Identify objects in images with Transformers.js
Detect objects in images
Identify objects and poses in images
Upload an image to detect objects
Detect forklifts in images
Identify objects in your image
Identify objects in an image with bounding boxes
Identify objects in an image
Detect objects in an uploaded image
Detect objects in uploaded images
Detect and segment objects in images
Identify benthic supercategories in images
Find license plates in images
Transformers.js is a lightweight JavaScript library designed for object detection tasks. It leverages the power of transformer-based models to identify and recognize objects within images. Built for modern JavaScript environments, Transformers.js is ideal for developers and researchers looking to integrate object detection capabilities into their web applications or projects.
• Pre-trained Models: Access to a variety of pre-trained transformer models optimized for object detection.
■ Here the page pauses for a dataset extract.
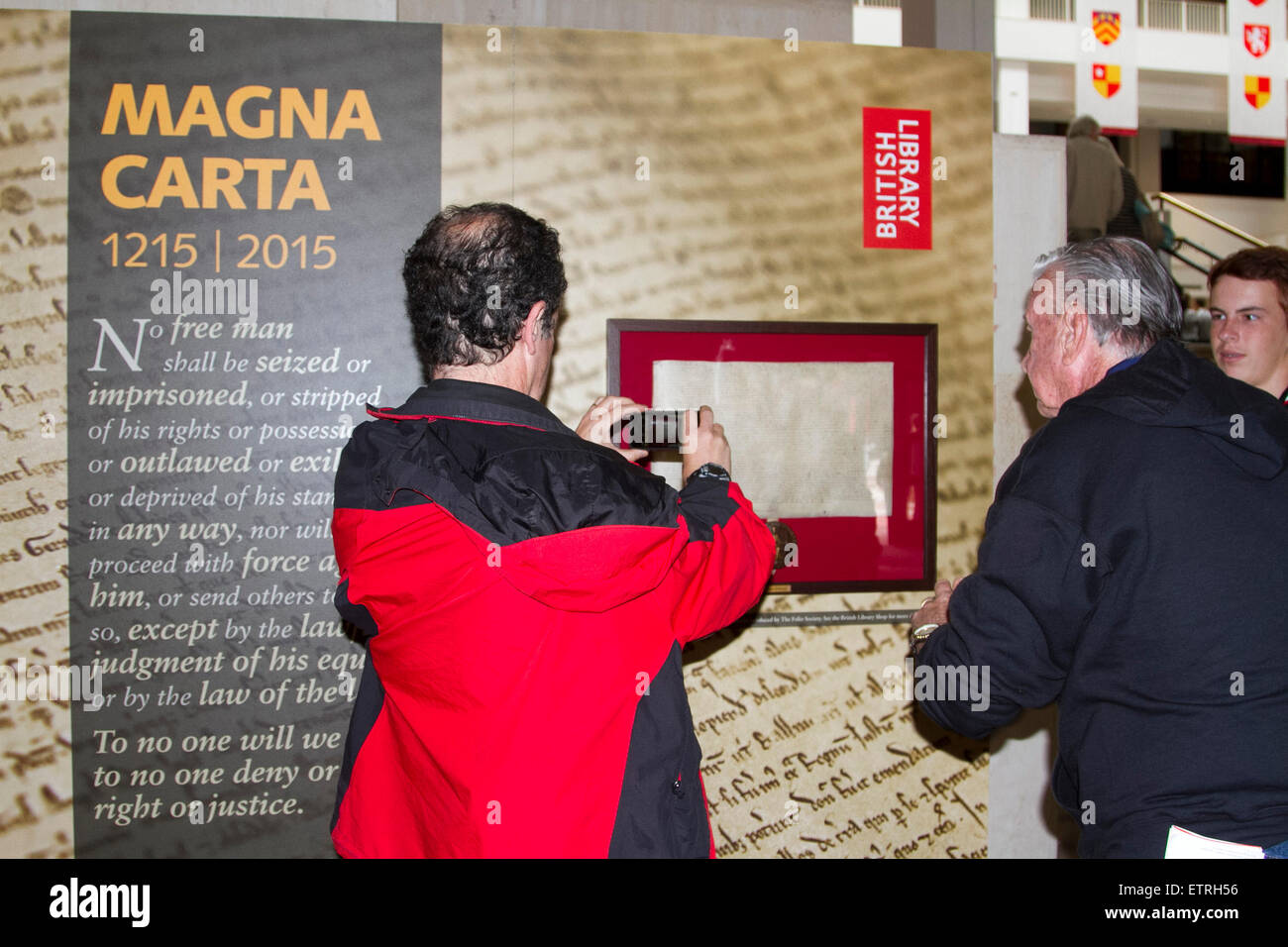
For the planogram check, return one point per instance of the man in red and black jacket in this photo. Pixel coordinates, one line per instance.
(526, 587)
• High Accuracy: Leverages state-of-the-art architectures like DETR and Faster R-CNN for precise object recognition.
• Real-Time Processing: Supports real-time object detection with minimal latency.
• Extensible: Easily integrates with popular frameworks like TensorFlow.js and_ONNX.js.
• Cross-Browser Compatibility: Works seamlessly across modern web browsers.
• Simple API: User-friendly interface for loading models, preprocessing images, and parsing results.
npm install transformers.js to add it to your project.import Transformers from 'transformers.js';.const model = await Transformers.load('detr-resnet-50');.const outputs = await model.detect(image);.What browsers are supported by Transformers.js?
Transformers.js is compatible with modern browsers that support WebGL and ES6 standards, including Chrome, Firefox, and Safari.
How can I optimize performance for real-time detection?
To optimize performance, use smaller models, reduce input resolution, and enable quantization if supported by your model.
Can Transformers.js be used with other machine learning frameworks?
Yes, Transformers.js can be integrated with popular frameworks like TensorFlow.js and_ONNX.js for extended functionality.